Sports Stadium Subsidies
In the early days of professional sports, nearly all new sports facilities were privately financed. In recent years, the trend in stadium financing has begun to move towards taxpayer subsidies for new stadium construction or renovation and today nearly all new sports facilities were built with government subsidies.
According to Pacific Standard Magazine, over the pst two decades, 101 new sports facilities have opened in the United States (which amounts to a 90-percent replacement rate), and nearly all the projects received direct public funding.
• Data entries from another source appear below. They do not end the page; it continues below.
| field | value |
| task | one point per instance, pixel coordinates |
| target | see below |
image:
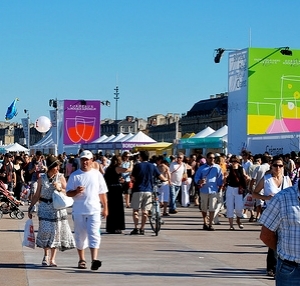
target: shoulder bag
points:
(61, 201)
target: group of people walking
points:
(102, 188)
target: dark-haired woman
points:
(115, 221)
(271, 184)
(19, 177)
(236, 183)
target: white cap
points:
(86, 154)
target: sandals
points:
(52, 264)
(82, 264)
(45, 261)
(96, 264)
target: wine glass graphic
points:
(72, 131)
(85, 127)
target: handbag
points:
(248, 202)
(61, 201)
(29, 237)
(184, 177)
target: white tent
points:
(141, 137)
(16, 147)
(138, 139)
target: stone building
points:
(210, 112)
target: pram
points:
(8, 204)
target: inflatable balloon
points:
(43, 124)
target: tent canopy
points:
(158, 146)
(214, 139)
(16, 147)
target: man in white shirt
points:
(177, 169)
(88, 188)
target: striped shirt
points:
(282, 216)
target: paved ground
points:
(182, 253)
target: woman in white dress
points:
(54, 231)
(272, 183)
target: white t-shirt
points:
(177, 171)
(88, 202)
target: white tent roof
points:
(141, 137)
(222, 132)
(45, 142)
(103, 137)
(16, 147)
(118, 137)
(203, 133)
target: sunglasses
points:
(276, 166)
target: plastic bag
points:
(248, 202)
(29, 237)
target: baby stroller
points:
(8, 204)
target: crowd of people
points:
(102, 186)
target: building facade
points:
(210, 112)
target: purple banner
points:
(81, 121)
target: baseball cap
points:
(86, 154)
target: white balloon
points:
(43, 124)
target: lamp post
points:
(116, 98)
(105, 102)
(26, 111)
(53, 103)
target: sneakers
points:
(45, 261)
(96, 264)
(205, 226)
(135, 231)
(241, 226)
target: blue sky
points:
(160, 52)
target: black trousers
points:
(271, 260)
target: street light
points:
(105, 102)
(116, 98)
(26, 111)
(219, 53)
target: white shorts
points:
(87, 230)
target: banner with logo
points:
(81, 121)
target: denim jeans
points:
(174, 190)
(287, 274)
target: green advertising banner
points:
(273, 91)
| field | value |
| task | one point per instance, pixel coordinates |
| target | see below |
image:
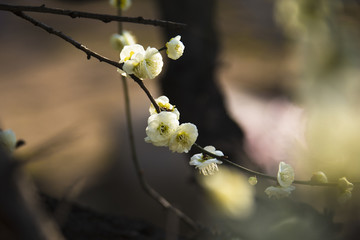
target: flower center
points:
(129, 57)
(163, 129)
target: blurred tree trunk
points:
(190, 82)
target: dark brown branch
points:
(143, 87)
(76, 44)
(102, 17)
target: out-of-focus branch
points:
(21, 216)
(102, 17)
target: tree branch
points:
(76, 44)
(102, 17)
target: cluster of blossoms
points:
(145, 64)
(165, 130)
(7, 140)
(285, 178)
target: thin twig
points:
(89, 53)
(102, 17)
(262, 175)
(144, 88)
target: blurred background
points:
(287, 71)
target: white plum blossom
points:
(286, 175)
(122, 4)
(345, 190)
(119, 41)
(175, 48)
(183, 138)
(150, 66)
(131, 55)
(319, 177)
(143, 64)
(285, 178)
(160, 128)
(8, 140)
(164, 104)
(278, 191)
(206, 164)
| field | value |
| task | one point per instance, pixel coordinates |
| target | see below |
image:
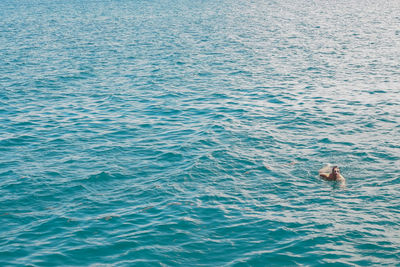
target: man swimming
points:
(333, 176)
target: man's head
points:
(335, 171)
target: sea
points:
(191, 132)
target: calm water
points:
(177, 132)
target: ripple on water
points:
(133, 136)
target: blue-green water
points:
(190, 133)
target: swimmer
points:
(333, 176)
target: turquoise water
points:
(190, 133)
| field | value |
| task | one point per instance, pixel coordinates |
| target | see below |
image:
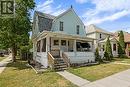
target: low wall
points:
(80, 57)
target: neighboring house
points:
(100, 37)
(127, 41)
(61, 39)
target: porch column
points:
(74, 46)
(93, 47)
(47, 44)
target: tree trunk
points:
(13, 53)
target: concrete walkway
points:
(121, 79)
(3, 63)
(73, 78)
(121, 63)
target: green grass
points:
(96, 72)
(1, 58)
(122, 60)
(18, 75)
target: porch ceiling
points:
(66, 36)
(62, 35)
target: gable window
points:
(61, 26)
(38, 46)
(128, 45)
(103, 47)
(56, 42)
(100, 36)
(114, 47)
(63, 42)
(44, 45)
(77, 27)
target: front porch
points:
(77, 49)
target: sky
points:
(110, 15)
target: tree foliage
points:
(121, 44)
(14, 31)
(108, 50)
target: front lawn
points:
(96, 72)
(18, 75)
(122, 60)
(1, 58)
The increase in the number taxpayer subsidized stadiums came about for several reasons. Sports teams have become a strong source of civic pride for cities, with city leaders using their cities' strong sports culture as a means to market a city to new businesses. In the last few decades professional sports teams have also gained a great deal of bargaining power with relocation becoming more easily accomplished where it was once expensive and risky. Cities are now competing for new and relocating franchises, enticing teams with tax breaks and stadium funding.
Supporters of taxpayer funded stadiums have long claimed that the new facilities act as engines of new economic development, but several economic studies have found their influence to be limited. Samuel Staley and Leonard Gilroy noted in a Reason Public Policy Institute piece that the majority of research done on the economic effects of stadium construction found no link between the new facilities and job or income growth. Critics also challenge the notion that stadiums create new consumer spending; any new spending dollars generated by a stadium are simply shifted from other spending, ultimately ending up in the team owner’s pocket and not the local economy.
Stadium subsidies are a poor use of taxpayer dollars. They rarely realize the benefits their supporters claim and shift tax revenue away from where it is better utilized. Cities seeking to improve their competitiveness would be better served reducing their taxes or investing in more cost effective improvements like new and improved infrastructure.